The Novels of Mason’s Retreat

Christopher Tilghman and Jonathan Galassi

Christopher Tilghman and Jonathan Galassi discuss Christopher’s great Chesapeake saga, a story spanning four centuries of an American family, and Volume 4 in The Novels of Mason’s Retreat series, On the Tobacco Coast.

JONATHAN GALASSI: Chris, your novels about the Chesapeake are a project that has preoccupied you—with some detours—your whole writing life. It goes back to your wonderful first book of stories, In a Father’s Place which FSG published in 1990. 

CHRISTOPHER TILGHMAN: Yes, it goes back to the first story in the book, “On the Rivershore,” which you published in a single letterpress volume as an advance introduction to my work. Calling it a promotion would hardly do it justice; it remains the handsomest volume in my library. People still mention it to me. 

JG: There were other stories set in different regions, the Far West and New England. But the Maryland stories were at the heart of that collection. What accounts for the strong hold the region has on you?

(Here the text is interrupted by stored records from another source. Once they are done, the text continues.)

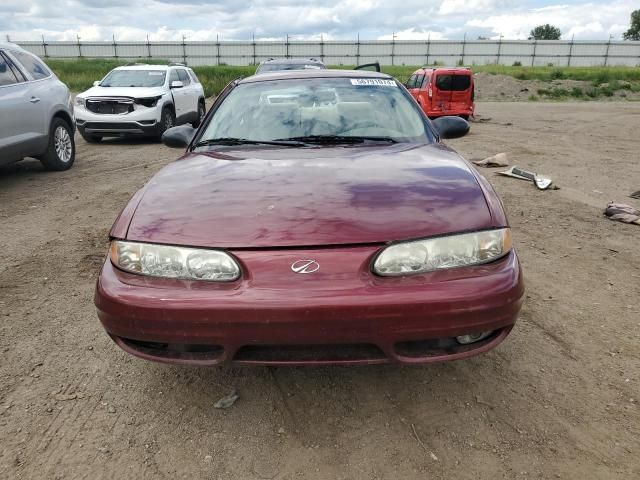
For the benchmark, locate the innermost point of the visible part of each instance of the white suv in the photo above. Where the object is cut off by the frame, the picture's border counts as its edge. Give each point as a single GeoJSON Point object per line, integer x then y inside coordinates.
{"type": "Point", "coordinates": [140, 100]}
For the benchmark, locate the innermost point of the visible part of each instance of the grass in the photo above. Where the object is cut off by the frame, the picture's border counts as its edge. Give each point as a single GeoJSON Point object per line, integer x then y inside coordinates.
{"type": "Point", "coordinates": [80, 75]}
{"type": "Point", "coordinates": [595, 75]}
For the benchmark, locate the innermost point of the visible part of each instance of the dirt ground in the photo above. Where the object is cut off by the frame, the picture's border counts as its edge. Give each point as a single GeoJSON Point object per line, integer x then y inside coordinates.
{"type": "Point", "coordinates": [558, 399]}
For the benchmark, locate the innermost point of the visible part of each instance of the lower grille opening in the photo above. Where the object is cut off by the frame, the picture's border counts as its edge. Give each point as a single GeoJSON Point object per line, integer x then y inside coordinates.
{"type": "Point", "coordinates": [434, 347]}
{"type": "Point", "coordinates": [182, 351]}
{"type": "Point", "coordinates": [309, 353]}
{"type": "Point", "coordinates": [112, 125]}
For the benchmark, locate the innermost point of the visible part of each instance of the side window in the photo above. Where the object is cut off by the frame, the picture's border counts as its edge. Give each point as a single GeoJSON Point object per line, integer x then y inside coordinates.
{"type": "Point", "coordinates": [184, 78]}
{"type": "Point", "coordinates": [193, 76]}
{"type": "Point", "coordinates": [31, 64]}
{"type": "Point", "coordinates": [460, 82]}
{"type": "Point", "coordinates": [7, 77]}
{"type": "Point", "coordinates": [443, 82]}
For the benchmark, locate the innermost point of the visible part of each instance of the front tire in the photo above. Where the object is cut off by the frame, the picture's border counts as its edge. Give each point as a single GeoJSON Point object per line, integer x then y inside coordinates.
{"type": "Point", "coordinates": [167, 120]}
{"type": "Point", "coordinates": [202, 111]}
{"type": "Point", "coordinates": [61, 151]}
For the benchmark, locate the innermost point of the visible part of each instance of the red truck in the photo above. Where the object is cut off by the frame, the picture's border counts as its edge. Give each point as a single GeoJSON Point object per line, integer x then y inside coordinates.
{"type": "Point", "coordinates": [443, 91]}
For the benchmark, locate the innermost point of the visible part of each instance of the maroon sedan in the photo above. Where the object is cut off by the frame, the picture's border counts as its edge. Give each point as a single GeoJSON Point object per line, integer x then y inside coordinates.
{"type": "Point", "coordinates": [315, 218]}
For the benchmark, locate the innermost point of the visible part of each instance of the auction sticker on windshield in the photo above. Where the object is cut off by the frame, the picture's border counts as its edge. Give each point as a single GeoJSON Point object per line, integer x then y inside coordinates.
{"type": "Point", "coordinates": [373, 82]}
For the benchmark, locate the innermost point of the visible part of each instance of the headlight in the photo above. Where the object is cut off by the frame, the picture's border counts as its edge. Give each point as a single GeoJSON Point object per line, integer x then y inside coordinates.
{"type": "Point", "coordinates": [149, 101]}
{"type": "Point", "coordinates": [174, 262]}
{"type": "Point", "coordinates": [443, 252]}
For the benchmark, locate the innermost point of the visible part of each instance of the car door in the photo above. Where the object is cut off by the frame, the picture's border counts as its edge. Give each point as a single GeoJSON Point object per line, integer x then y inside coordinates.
{"type": "Point", "coordinates": [180, 101]}
{"type": "Point", "coordinates": [422, 93]}
{"type": "Point", "coordinates": [20, 132]}
{"type": "Point", "coordinates": [191, 94]}
{"type": "Point", "coordinates": [441, 99]}
{"type": "Point", "coordinates": [415, 90]}
{"type": "Point", "coordinates": [461, 88]}
{"type": "Point", "coordinates": [411, 84]}
{"type": "Point", "coordinates": [39, 91]}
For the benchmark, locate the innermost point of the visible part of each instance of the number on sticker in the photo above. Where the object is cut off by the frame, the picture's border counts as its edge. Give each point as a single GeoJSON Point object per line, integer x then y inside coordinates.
{"type": "Point", "coordinates": [378, 82]}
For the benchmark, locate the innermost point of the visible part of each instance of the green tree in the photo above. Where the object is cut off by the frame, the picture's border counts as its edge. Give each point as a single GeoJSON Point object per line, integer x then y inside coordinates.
{"type": "Point", "coordinates": [634, 29]}
{"type": "Point", "coordinates": [545, 32]}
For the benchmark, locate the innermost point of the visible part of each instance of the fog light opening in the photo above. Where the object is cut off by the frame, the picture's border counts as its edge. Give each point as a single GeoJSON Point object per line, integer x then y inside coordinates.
{"type": "Point", "coordinates": [473, 338]}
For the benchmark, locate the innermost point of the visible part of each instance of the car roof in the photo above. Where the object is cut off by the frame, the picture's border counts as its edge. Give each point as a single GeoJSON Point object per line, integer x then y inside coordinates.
{"type": "Point", "coordinates": [293, 61]}
{"type": "Point", "coordinates": [327, 73]}
{"type": "Point", "coordinates": [446, 69]}
{"type": "Point", "coordinates": [12, 46]}
{"type": "Point", "coordinates": [144, 66]}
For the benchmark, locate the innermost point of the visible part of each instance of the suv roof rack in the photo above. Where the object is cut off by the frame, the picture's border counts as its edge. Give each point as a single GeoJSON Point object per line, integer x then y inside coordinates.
{"type": "Point", "coordinates": [433, 67]}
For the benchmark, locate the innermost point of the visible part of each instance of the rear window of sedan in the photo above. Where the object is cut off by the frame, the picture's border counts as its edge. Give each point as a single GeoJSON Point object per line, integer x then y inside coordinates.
{"type": "Point", "coordinates": [282, 109]}
{"type": "Point", "coordinates": [275, 67]}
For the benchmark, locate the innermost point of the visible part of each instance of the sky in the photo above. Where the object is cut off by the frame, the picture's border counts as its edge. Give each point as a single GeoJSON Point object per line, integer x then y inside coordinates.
{"type": "Point", "coordinates": [308, 19]}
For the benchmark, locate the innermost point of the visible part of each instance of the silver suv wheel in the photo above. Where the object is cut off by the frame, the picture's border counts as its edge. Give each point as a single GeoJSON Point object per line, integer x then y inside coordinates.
{"type": "Point", "coordinates": [62, 142]}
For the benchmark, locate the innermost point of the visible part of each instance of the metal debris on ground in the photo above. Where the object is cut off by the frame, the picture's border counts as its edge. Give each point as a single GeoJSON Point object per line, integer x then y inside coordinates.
{"type": "Point", "coordinates": [622, 213]}
{"type": "Point", "coordinates": [541, 182]}
{"type": "Point", "coordinates": [227, 401]}
{"type": "Point", "coordinates": [497, 160]}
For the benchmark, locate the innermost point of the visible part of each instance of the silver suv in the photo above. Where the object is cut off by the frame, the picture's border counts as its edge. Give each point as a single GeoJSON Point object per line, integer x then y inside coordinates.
{"type": "Point", "coordinates": [36, 111]}
{"type": "Point", "coordinates": [140, 99]}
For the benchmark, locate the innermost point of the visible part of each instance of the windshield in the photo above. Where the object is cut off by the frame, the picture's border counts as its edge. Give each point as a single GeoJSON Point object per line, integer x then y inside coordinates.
{"type": "Point", "coordinates": [276, 67]}
{"type": "Point", "coordinates": [318, 107]}
{"type": "Point", "coordinates": [134, 78]}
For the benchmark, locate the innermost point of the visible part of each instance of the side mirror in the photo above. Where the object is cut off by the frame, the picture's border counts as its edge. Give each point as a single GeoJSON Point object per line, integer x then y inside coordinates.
{"type": "Point", "coordinates": [178, 137]}
{"type": "Point", "coordinates": [451, 127]}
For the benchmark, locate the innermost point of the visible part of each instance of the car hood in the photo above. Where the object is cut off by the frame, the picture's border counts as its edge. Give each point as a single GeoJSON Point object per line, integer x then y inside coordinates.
{"type": "Point", "coordinates": [134, 92]}
{"type": "Point", "coordinates": [275, 197]}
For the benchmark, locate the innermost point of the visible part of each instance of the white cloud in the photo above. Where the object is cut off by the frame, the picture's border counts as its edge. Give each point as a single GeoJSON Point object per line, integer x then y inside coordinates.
{"type": "Point", "coordinates": [584, 21]}
{"type": "Point", "coordinates": [412, 34]}
{"type": "Point", "coordinates": [305, 19]}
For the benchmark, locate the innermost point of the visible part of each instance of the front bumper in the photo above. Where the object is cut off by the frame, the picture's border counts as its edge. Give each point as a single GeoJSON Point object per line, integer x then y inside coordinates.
{"type": "Point", "coordinates": [143, 122]}
{"type": "Point", "coordinates": [334, 317]}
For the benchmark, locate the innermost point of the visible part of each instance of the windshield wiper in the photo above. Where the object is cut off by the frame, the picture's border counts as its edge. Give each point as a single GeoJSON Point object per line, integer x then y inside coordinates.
{"type": "Point", "coordinates": [339, 139]}
{"type": "Point", "coordinates": [245, 141]}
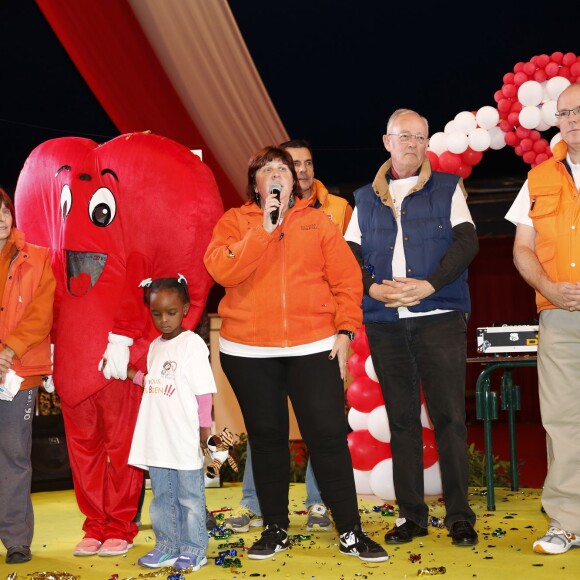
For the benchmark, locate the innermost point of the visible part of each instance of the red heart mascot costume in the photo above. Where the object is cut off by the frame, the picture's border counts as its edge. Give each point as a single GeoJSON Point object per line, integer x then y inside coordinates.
{"type": "Point", "coordinates": [139, 206]}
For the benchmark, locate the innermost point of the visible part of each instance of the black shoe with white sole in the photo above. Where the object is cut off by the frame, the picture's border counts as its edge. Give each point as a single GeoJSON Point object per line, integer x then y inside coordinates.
{"type": "Point", "coordinates": [274, 539]}
{"type": "Point", "coordinates": [357, 543]}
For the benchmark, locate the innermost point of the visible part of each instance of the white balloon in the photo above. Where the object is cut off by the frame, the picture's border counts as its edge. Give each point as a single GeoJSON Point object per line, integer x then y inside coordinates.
{"type": "Point", "coordinates": [487, 117]}
{"type": "Point", "coordinates": [432, 480]}
{"type": "Point", "coordinates": [555, 86]}
{"type": "Point", "coordinates": [378, 424]}
{"type": "Point", "coordinates": [530, 93]}
{"type": "Point", "coordinates": [362, 483]}
{"type": "Point", "coordinates": [548, 113]}
{"type": "Point", "coordinates": [370, 369]}
{"type": "Point", "coordinates": [357, 419]}
{"type": "Point", "coordinates": [425, 420]}
{"type": "Point", "coordinates": [555, 139]}
{"type": "Point", "coordinates": [438, 143]}
{"type": "Point", "coordinates": [457, 142]}
{"type": "Point", "coordinates": [479, 139]}
{"type": "Point", "coordinates": [465, 122]}
{"type": "Point", "coordinates": [497, 138]}
{"type": "Point", "coordinates": [530, 117]}
{"type": "Point", "coordinates": [381, 480]}
{"type": "Point", "coordinates": [450, 127]}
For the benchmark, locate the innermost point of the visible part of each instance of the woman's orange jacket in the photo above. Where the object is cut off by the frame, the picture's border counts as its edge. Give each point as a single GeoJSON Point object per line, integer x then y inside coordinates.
{"type": "Point", "coordinates": [297, 285]}
{"type": "Point", "coordinates": [27, 307]}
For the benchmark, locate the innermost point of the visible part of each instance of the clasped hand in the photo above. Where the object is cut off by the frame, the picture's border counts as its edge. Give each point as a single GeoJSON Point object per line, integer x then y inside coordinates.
{"type": "Point", "coordinates": [401, 291]}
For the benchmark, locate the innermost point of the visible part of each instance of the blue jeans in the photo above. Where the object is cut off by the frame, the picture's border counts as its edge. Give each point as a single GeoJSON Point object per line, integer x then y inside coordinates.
{"type": "Point", "coordinates": [427, 351]}
{"type": "Point", "coordinates": [178, 511]}
{"type": "Point", "coordinates": [250, 497]}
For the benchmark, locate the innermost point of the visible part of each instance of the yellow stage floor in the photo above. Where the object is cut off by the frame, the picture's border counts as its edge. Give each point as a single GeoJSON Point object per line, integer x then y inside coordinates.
{"type": "Point", "coordinates": [504, 550]}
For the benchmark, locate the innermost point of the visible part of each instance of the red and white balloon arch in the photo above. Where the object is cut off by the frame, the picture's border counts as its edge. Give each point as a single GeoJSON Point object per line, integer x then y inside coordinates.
{"type": "Point", "coordinates": [369, 440]}
{"type": "Point", "coordinates": [525, 106]}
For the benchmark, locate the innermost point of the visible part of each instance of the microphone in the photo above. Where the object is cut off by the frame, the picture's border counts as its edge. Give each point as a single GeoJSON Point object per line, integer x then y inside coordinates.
{"type": "Point", "coordinates": [276, 189]}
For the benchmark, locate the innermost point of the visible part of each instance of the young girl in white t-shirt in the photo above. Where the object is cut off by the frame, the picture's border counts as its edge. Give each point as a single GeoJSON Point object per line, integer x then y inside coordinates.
{"type": "Point", "coordinates": [173, 426]}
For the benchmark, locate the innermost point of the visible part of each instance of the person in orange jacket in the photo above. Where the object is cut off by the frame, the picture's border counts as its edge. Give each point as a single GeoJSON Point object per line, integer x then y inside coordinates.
{"type": "Point", "coordinates": [27, 287]}
{"type": "Point", "coordinates": [291, 305]}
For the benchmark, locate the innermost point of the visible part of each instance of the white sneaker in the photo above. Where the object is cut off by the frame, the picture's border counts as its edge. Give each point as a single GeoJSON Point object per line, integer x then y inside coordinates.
{"type": "Point", "coordinates": [556, 541]}
{"type": "Point", "coordinates": [318, 518]}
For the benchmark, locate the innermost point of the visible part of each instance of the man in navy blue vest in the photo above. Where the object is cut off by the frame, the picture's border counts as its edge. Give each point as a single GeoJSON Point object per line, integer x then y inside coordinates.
{"type": "Point", "coordinates": [414, 238]}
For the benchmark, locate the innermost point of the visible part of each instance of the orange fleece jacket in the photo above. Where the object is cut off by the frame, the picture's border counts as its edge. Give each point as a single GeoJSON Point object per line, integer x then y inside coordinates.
{"type": "Point", "coordinates": [297, 285]}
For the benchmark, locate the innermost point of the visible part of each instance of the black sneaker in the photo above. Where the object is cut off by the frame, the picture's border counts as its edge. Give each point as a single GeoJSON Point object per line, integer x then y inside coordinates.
{"type": "Point", "coordinates": [357, 543]}
{"type": "Point", "coordinates": [274, 539]}
{"type": "Point", "coordinates": [210, 522]}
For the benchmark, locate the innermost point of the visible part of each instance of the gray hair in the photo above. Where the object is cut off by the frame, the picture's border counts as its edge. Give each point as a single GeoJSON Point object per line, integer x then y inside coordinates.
{"type": "Point", "coordinates": [399, 112]}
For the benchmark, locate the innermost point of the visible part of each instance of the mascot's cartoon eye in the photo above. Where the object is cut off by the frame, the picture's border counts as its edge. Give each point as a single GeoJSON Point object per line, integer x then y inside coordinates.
{"type": "Point", "coordinates": [102, 207]}
{"type": "Point", "coordinates": [65, 201]}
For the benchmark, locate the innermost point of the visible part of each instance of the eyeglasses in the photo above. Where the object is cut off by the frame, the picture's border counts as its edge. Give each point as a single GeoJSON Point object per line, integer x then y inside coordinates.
{"type": "Point", "coordinates": [567, 112]}
{"type": "Point", "coordinates": [406, 137]}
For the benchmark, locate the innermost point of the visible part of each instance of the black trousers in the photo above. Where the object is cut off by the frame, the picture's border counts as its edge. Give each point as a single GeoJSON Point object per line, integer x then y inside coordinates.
{"type": "Point", "coordinates": [313, 384]}
{"type": "Point", "coordinates": [427, 351]}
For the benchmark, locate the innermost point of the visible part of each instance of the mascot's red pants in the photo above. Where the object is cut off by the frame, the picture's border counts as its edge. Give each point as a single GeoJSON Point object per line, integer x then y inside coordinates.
{"type": "Point", "coordinates": [99, 432]}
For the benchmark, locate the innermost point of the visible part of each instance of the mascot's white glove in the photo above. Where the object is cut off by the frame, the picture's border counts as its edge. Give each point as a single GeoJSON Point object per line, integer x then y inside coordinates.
{"type": "Point", "coordinates": [48, 383]}
{"type": "Point", "coordinates": [116, 357]}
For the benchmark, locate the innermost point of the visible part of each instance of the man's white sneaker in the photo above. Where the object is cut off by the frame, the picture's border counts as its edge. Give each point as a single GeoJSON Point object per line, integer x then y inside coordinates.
{"type": "Point", "coordinates": [318, 518]}
{"type": "Point", "coordinates": [556, 541]}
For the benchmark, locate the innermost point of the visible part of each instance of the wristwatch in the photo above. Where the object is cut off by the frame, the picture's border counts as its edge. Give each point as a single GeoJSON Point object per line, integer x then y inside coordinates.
{"type": "Point", "coordinates": [348, 333]}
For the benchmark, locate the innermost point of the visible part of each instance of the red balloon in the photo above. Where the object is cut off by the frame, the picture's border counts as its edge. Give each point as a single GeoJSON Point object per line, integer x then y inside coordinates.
{"type": "Point", "coordinates": [522, 132]}
{"type": "Point", "coordinates": [540, 146]}
{"type": "Point", "coordinates": [471, 157]}
{"type": "Point", "coordinates": [434, 159]}
{"type": "Point", "coordinates": [541, 75]}
{"type": "Point", "coordinates": [505, 125]}
{"type": "Point", "coordinates": [360, 344]}
{"type": "Point", "coordinates": [569, 59]}
{"type": "Point", "coordinates": [430, 455]}
{"type": "Point", "coordinates": [508, 78]}
{"type": "Point", "coordinates": [530, 67]}
{"type": "Point", "coordinates": [356, 365]}
{"type": "Point", "coordinates": [520, 78]}
{"type": "Point", "coordinates": [509, 91]}
{"type": "Point", "coordinates": [449, 162]}
{"type": "Point", "coordinates": [365, 450]}
{"type": "Point", "coordinates": [464, 170]}
{"type": "Point", "coordinates": [364, 394]}
{"type": "Point", "coordinates": [504, 105]}
{"type": "Point", "coordinates": [552, 69]}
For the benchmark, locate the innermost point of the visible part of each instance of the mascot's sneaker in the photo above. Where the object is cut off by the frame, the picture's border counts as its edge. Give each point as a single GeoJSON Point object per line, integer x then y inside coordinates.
{"type": "Point", "coordinates": [190, 562]}
{"type": "Point", "coordinates": [556, 541]}
{"type": "Point", "coordinates": [114, 547]}
{"type": "Point", "coordinates": [242, 519]}
{"type": "Point", "coordinates": [156, 559]}
{"type": "Point", "coordinates": [87, 547]}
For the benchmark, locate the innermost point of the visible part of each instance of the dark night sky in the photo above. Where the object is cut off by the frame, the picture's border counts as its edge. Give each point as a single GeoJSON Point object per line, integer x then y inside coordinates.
{"type": "Point", "coordinates": [334, 69]}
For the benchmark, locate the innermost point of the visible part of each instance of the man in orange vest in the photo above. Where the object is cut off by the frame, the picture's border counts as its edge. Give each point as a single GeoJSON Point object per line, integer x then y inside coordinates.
{"type": "Point", "coordinates": [547, 255]}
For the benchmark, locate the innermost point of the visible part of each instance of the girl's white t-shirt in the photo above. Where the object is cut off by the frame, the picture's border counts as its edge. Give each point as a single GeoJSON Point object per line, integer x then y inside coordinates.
{"type": "Point", "coordinates": [167, 429]}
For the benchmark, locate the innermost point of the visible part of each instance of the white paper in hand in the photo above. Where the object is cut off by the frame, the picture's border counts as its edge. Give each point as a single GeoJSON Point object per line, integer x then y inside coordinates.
{"type": "Point", "coordinates": [11, 386]}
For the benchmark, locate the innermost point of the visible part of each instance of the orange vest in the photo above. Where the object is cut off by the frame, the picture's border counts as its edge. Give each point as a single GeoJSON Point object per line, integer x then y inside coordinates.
{"type": "Point", "coordinates": [335, 207]}
{"type": "Point", "coordinates": [555, 211]}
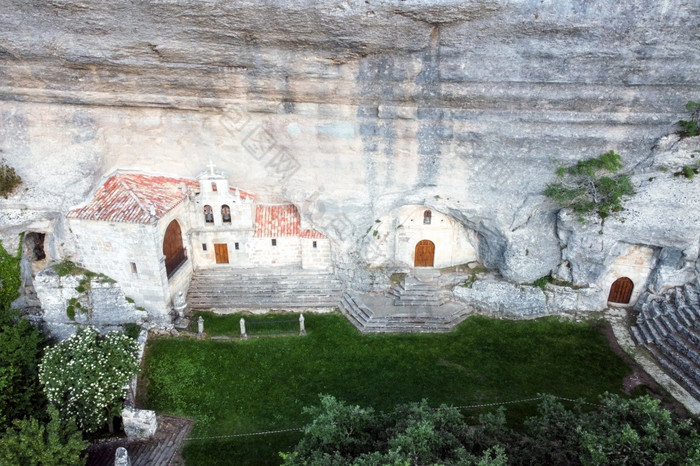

CT: It’s really just the place, my family’s farm on the Eastern Shore of Maryland on which this is all based. My brothers and I grew up spending summers there; it has been at the center of my adult life. Everyone has places that matter to them, but not everyone spends thirty-five years writing about it. I admit, it’s a little obsessive.

JG: This land seems to speak to you, quite literally Or, as you say in On the Tobacco Coast, it haunts you.

CT: This has been one of the major themes running through all the books, the way what happens on the land becomes part of the land. In a sense, history is spatial, true history is the history of a place; even the most obscure patch of dirt can cry out. The lives that were lived there feel very real to me. I’m drawing in some cases on family stories, on the known history of the place, and some of my characters are lightly drawn from life and from fact. But even, maybe especially, the lives that are purely the product of my imagination seem rooted in the land. I have never tired of returning to them. Each time I conjure up a new character I get to see the Chesapeake landscape through new eyes.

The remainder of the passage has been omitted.